Contrairement à ce qu’affirme Mitch Garber, les Québécois sont de plus en plus à l’aise à parler d’argent. Cela ressort fortement du nouveau livre Le Code Québec publié par Jean-Marc Léger, Pierre Duhamel et Jacques Nantel. Parmi les sept grands traits qu’ils identifient, le plus étonnant est bien que 79% de la population considère l’entrepreneuriat comme un bon choix de carrière — une statistique impensable il y a une génération.
Mitch Garber a cependant raison de dire que l’on a trop ignoré les entrepreneurs. Ignorer au sens de ne pas le savoir. Et ignorer au sens d’indifférence. Ce qui revient à s’ignorer, collectivement. Le grand problème de l’entrepreneuriat est l’espèce de myopie collective que nous avons: il est là, mais on ne le voit pas; et quand on le voit, on choisit de passer outre.
Nous sortons en effet d’une très étrange période de myopie collective. Entre 1970 et 1990, les médias québécois célébraient leurs entrepreneurs à tour de bras, parfois trop. Mais ceux-ci ont cessé d’être des figures publiques pendant les 20 années qui ont suivi, jusqu’à devenir quasi invisibles. On en sort à peine.
Il est difficile d’expliquer la nature du retournement qui s’opère à nouveau. Mitch Garber est la coqueluche du public québécois depuis avril 2015 — au moment de son apparition à Dans l’œil du dragon.

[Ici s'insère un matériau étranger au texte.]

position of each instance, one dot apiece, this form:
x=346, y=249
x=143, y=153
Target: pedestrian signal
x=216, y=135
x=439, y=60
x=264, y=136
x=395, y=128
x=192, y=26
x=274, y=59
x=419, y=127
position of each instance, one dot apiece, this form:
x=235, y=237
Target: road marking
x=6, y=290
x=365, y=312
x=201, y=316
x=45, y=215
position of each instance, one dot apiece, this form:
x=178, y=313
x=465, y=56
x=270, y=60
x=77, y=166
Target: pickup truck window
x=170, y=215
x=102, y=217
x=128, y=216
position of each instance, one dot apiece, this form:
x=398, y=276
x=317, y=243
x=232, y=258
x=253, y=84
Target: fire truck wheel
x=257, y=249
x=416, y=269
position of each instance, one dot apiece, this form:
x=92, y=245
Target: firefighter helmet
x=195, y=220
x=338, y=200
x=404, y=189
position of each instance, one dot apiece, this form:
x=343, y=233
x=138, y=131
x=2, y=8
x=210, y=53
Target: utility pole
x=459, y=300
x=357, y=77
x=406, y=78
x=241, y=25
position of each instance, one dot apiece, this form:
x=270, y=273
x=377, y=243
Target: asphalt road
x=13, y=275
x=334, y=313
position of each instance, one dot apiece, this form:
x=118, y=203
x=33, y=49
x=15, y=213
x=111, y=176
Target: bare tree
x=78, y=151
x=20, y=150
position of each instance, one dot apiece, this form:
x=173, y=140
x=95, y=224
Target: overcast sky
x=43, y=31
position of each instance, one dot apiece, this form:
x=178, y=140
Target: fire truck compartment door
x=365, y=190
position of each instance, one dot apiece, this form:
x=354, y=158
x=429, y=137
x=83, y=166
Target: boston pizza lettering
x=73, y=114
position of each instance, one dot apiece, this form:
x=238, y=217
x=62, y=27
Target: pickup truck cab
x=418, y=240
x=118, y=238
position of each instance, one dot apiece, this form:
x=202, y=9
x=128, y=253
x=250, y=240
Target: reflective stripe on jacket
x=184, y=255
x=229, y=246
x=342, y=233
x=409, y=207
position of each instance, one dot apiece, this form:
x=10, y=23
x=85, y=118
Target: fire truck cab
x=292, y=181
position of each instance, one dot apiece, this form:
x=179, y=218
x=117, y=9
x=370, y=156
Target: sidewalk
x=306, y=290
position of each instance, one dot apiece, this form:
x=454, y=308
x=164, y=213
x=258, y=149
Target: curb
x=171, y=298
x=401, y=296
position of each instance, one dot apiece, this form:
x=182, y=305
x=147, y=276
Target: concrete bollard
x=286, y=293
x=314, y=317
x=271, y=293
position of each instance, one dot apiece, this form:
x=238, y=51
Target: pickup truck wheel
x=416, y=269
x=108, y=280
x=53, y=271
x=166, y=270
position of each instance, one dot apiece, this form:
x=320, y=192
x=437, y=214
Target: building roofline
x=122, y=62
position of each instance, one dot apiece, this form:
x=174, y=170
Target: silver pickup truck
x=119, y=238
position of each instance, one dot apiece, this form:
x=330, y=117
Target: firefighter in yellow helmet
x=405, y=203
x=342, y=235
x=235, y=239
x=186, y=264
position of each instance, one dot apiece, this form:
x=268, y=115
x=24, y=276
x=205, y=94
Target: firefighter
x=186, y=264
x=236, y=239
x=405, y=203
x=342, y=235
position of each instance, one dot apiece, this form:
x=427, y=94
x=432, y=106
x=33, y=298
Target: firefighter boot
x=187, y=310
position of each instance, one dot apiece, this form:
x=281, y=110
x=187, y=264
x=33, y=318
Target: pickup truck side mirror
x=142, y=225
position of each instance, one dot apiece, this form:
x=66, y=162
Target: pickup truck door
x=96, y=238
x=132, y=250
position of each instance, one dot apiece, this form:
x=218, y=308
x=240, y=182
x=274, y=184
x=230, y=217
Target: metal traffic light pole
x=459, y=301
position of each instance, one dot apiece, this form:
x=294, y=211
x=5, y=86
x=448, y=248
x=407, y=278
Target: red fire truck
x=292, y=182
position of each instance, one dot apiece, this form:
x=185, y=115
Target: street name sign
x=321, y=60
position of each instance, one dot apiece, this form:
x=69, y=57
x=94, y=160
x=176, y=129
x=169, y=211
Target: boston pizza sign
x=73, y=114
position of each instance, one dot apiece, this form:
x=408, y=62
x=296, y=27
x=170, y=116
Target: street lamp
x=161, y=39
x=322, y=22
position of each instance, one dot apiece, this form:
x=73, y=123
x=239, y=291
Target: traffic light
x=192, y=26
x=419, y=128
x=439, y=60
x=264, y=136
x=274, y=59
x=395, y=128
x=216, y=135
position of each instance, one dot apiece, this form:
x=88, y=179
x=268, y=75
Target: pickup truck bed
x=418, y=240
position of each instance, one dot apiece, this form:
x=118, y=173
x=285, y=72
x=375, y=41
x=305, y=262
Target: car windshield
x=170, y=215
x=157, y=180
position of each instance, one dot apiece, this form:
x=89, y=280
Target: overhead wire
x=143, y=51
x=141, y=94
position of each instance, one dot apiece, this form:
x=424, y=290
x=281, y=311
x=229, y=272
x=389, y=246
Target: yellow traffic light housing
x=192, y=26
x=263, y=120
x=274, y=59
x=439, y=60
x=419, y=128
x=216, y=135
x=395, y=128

Cette émission de téléréalité est l’une des rares en son genre à faire œuvre pédagogique utile en amenant des milliers de familles à considérer des entreprises plutôt que les statistiques de hockey. D’autres dragons sont d’ailleurs devenus des personnalités publiques sympathiques tels Danielle Henkel, Alexandre Taillefer et Martin-Luc Archambault.

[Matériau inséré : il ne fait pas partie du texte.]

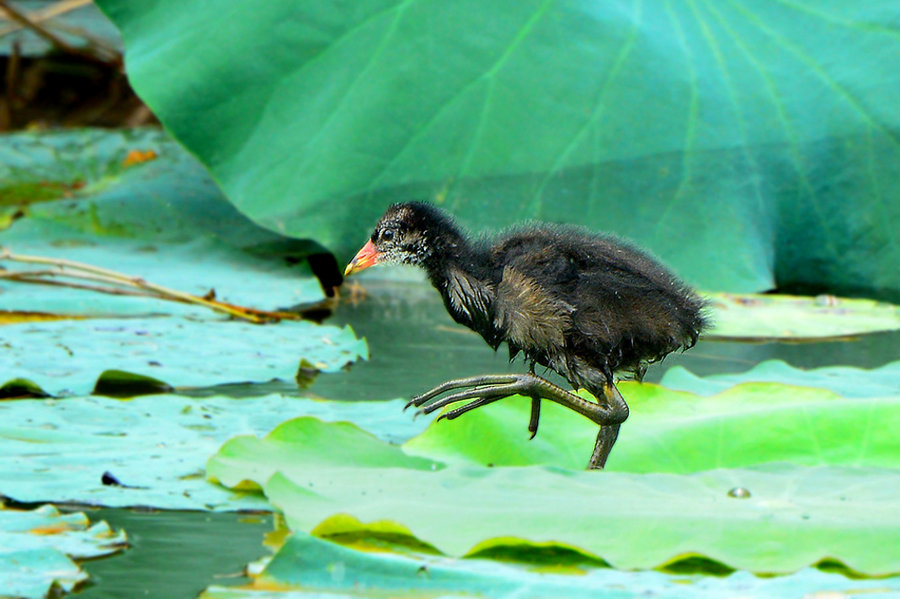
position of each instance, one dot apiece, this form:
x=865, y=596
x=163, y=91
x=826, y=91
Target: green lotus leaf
x=795, y=318
x=794, y=516
x=155, y=446
x=844, y=380
x=68, y=356
x=306, y=564
x=679, y=432
x=750, y=145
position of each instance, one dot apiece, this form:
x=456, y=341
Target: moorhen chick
x=584, y=305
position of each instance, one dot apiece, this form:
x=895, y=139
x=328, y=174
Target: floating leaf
x=844, y=380
x=687, y=127
x=155, y=446
x=305, y=565
x=669, y=431
x=796, y=516
x=37, y=547
x=66, y=357
x=798, y=318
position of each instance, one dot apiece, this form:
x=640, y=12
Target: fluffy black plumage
x=584, y=305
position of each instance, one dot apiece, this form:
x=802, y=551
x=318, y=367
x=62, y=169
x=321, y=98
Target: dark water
x=414, y=345
x=175, y=554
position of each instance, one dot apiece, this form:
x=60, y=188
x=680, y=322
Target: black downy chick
x=584, y=305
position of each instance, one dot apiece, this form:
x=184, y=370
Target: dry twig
x=109, y=281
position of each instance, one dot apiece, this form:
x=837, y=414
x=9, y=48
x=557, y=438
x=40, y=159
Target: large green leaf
x=37, y=547
x=795, y=516
x=478, y=483
x=155, y=446
x=844, y=380
x=307, y=565
x=163, y=220
x=748, y=143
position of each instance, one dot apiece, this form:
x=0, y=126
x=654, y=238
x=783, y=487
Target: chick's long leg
x=609, y=413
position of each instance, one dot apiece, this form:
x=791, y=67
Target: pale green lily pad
x=157, y=446
x=750, y=316
x=135, y=183
x=679, y=432
x=795, y=517
x=37, y=547
x=844, y=380
x=67, y=356
x=163, y=220
x=833, y=501
x=199, y=266
x=749, y=145
x=306, y=567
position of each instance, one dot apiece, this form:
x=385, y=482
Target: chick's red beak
x=366, y=257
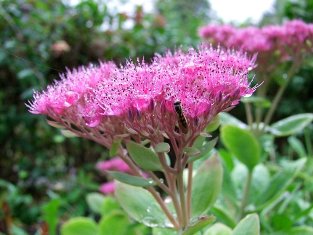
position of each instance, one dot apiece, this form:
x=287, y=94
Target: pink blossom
x=107, y=188
x=115, y=164
x=106, y=102
x=273, y=43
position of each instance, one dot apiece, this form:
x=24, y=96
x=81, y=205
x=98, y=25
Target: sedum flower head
x=137, y=100
x=273, y=43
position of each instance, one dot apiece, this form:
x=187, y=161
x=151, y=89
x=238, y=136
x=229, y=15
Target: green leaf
x=257, y=101
x=227, y=119
x=95, y=201
x=303, y=230
x=114, y=224
x=223, y=216
x=144, y=157
x=25, y=73
x=278, y=184
x=163, y=231
x=200, y=223
x=291, y=125
x=115, y=147
x=140, y=205
x=50, y=214
x=297, y=146
x=218, y=229
x=132, y=180
x=109, y=206
x=243, y=144
x=207, y=184
x=162, y=148
x=79, y=225
x=205, y=147
x=250, y=225
x=214, y=124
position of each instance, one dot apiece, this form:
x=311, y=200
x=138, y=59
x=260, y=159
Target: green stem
x=154, y=193
x=308, y=142
x=246, y=194
x=189, y=188
x=172, y=187
x=249, y=114
x=181, y=191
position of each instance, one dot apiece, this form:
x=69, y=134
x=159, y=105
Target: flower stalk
x=171, y=101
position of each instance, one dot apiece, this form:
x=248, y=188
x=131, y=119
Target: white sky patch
x=238, y=11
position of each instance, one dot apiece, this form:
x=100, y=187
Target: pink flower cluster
x=114, y=164
x=273, y=43
x=107, y=102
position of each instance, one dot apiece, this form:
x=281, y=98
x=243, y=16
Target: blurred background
x=41, y=39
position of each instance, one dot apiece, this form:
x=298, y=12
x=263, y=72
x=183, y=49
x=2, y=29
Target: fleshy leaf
x=243, y=144
x=204, y=147
x=227, y=119
x=144, y=157
x=109, y=206
x=200, y=224
x=250, y=225
x=95, y=201
x=130, y=179
x=79, y=225
x=291, y=125
x=218, y=229
x=114, y=224
x=207, y=184
x=279, y=183
x=140, y=205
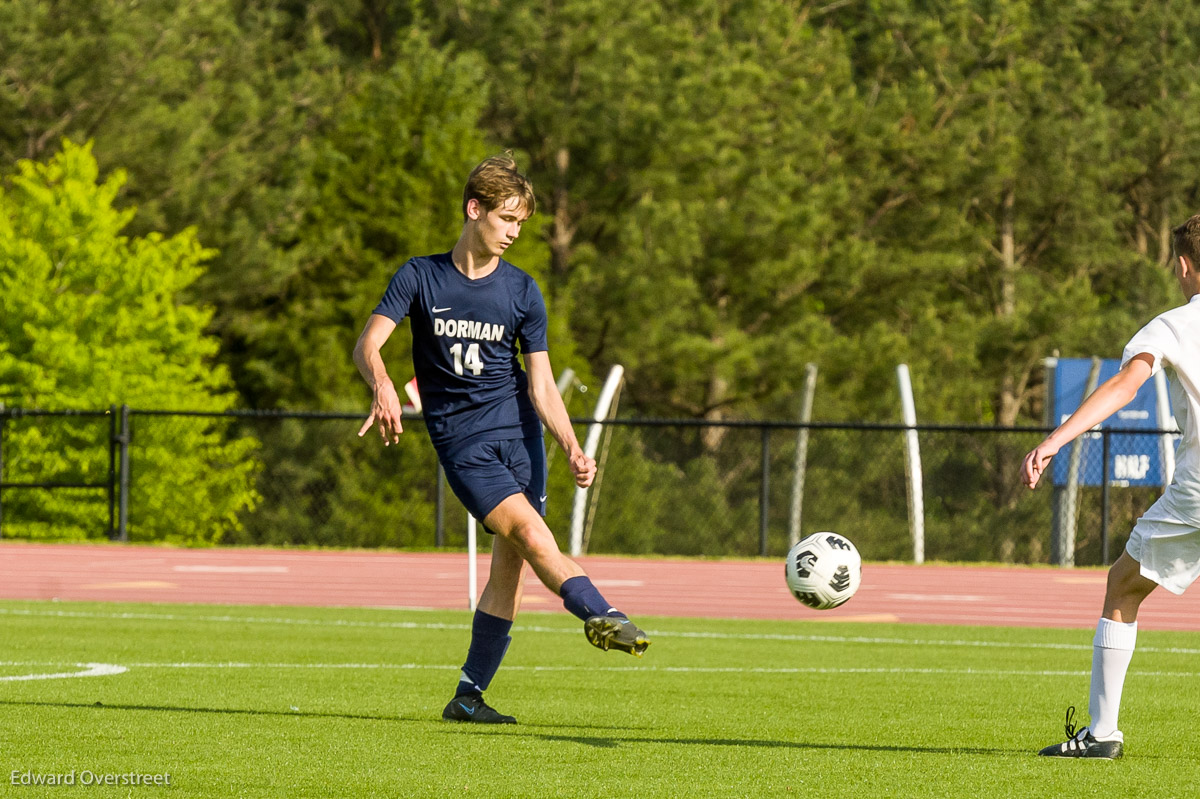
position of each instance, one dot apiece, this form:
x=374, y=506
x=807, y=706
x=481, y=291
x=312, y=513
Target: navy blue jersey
x=465, y=348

La revalorisation de l’entrepreneuriat qui a cours actuellement au Québec est sans doute l’antidote le plus efficace contre les angoisses liées à la mondialisation.
Depuis deux ans, les médias se sont beaucoup apitoyés sur le sort de Rona, du Cirque du Soleil et des Rôtisseries Saint-Hubert alors que, sans qu’on en parle trop, les entreprises québécoises réalisaient trois fois plus d’acquisitions que de ventes. Qui sait, par exemple, que l’ancienne Genivar rebaptisée WSP Global est devenue en quelques années le quatrième plus grand cabinet de génie-conseil au monde? Cette croissance, l’entreprise l’a réalisée grâce à 142 acquisitions, rien de moins!

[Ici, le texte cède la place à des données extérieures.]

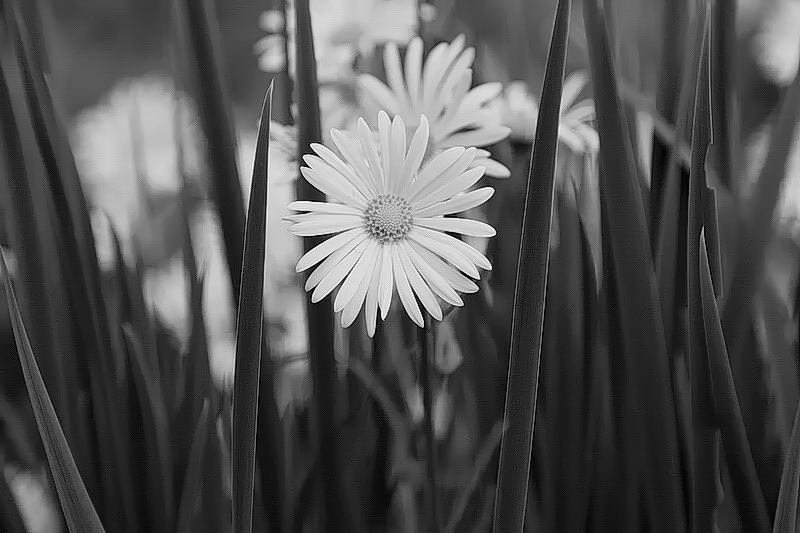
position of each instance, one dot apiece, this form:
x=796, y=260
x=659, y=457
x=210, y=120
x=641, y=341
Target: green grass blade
x=750, y=369
x=155, y=424
x=529, y=296
x=193, y=482
x=81, y=268
x=249, y=330
x=786, y=514
x=670, y=233
x=198, y=35
x=653, y=427
x=320, y=315
x=746, y=487
x=705, y=439
x=77, y=507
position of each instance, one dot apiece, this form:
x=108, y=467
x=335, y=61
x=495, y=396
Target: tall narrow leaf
x=747, y=490
x=78, y=511
x=320, y=315
x=249, y=331
x=649, y=407
x=529, y=297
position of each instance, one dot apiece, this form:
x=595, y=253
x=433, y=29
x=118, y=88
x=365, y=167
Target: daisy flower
x=441, y=90
x=389, y=224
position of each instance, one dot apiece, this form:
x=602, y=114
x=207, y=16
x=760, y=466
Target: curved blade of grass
x=249, y=330
x=670, y=234
x=81, y=268
x=320, y=315
x=706, y=497
x=198, y=34
x=746, y=487
x=155, y=424
x=653, y=424
x=747, y=364
x=786, y=514
x=78, y=511
x=516, y=447
x=193, y=482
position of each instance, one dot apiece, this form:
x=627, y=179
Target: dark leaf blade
x=705, y=439
x=786, y=513
x=529, y=297
x=188, y=509
x=320, y=315
x=198, y=35
x=746, y=486
x=249, y=331
x=80, y=265
x=653, y=426
x=75, y=502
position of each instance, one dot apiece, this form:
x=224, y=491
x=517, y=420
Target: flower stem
x=428, y=345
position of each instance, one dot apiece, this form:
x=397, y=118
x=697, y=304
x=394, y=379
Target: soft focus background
x=111, y=70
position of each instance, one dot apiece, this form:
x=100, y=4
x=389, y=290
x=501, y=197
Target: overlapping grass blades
x=529, y=298
x=705, y=497
x=249, y=331
x=320, y=315
x=643, y=381
x=749, y=368
x=75, y=502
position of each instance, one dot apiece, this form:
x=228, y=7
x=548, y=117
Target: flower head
x=389, y=224
x=442, y=91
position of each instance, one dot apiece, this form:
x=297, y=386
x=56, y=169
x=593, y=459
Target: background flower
x=389, y=223
x=442, y=90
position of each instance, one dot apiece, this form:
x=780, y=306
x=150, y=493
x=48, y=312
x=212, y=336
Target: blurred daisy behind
x=441, y=89
x=388, y=217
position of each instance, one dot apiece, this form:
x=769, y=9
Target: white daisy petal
x=419, y=286
x=435, y=280
x=386, y=288
x=334, y=259
x=449, y=186
x=479, y=137
x=436, y=168
x=494, y=168
x=371, y=303
x=404, y=289
x=464, y=226
x=470, y=117
x=452, y=103
x=326, y=248
x=394, y=73
x=360, y=275
x=453, y=277
x=379, y=92
x=435, y=65
x=572, y=88
x=324, y=224
x=371, y=152
x=416, y=153
x=448, y=253
x=350, y=149
x=457, y=204
x=469, y=251
x=352, y=176
x=334, y=188
x=385, y=139
x=398, y=142
x=413, y=64
x=456, y=70
x=338, y=272
x=323, y=207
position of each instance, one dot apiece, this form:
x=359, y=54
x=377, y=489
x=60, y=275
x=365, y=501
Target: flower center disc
x=388, y=218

Bref, les entrepreneurs québécois ne sont pas des moutons: ils sont créatifs et voraces. Et ils développent des sièges sociaux qui embauchent le personnel le mieux payé de chaque entreprise et qui génèrent une très forte économie secondaire à travers leurs consultants, leur activité financière, leurs recherches, les services divers et la philanthropie.
C’est en ce sens que l’intervention de Mitch Garber était la plus originale. Selon lui, les entrepreneurs ont une mission sociale, qui va très au-delà de leur vocation à faire fructifier leur capital. Ils développent leur entreprise pour la société et ils doivent redonner à cette société. Pas seulement en impôts, mais à travers la philanthropie d’entreprise — sous-développée au Québec — et leur propre action sociale.
Au fond, le défi québécois n’est pas tant de développer l’entrepreneuriat: il l’est déjà. Mais le public doit acquérir une meilleure connaissance des réalisations entrepreneuriales, ET les entrepreneurs doivent consacrer leurs énergies et leur argent à améliorer leur milieu.
L’idée n’est pas ici de tomber dans l’affairisme ni de glorifier ce qui ne le mérite pas. Les entrepreneurs sont loin d’être tous des anges. Leurs intérêts ne sont pas toujours alignés sur le bien public. Ils vont même parfois contre: on a vu la pourriture à l’œuvre à la commission Charbonneau.
La base est là. On n’a pas encore trouvé de meilleure manière de créer de la richesse qu’une entreprise et c’est une chose pour laquelle le Québec n’a de leçons à recevoir de personne. Disons-le.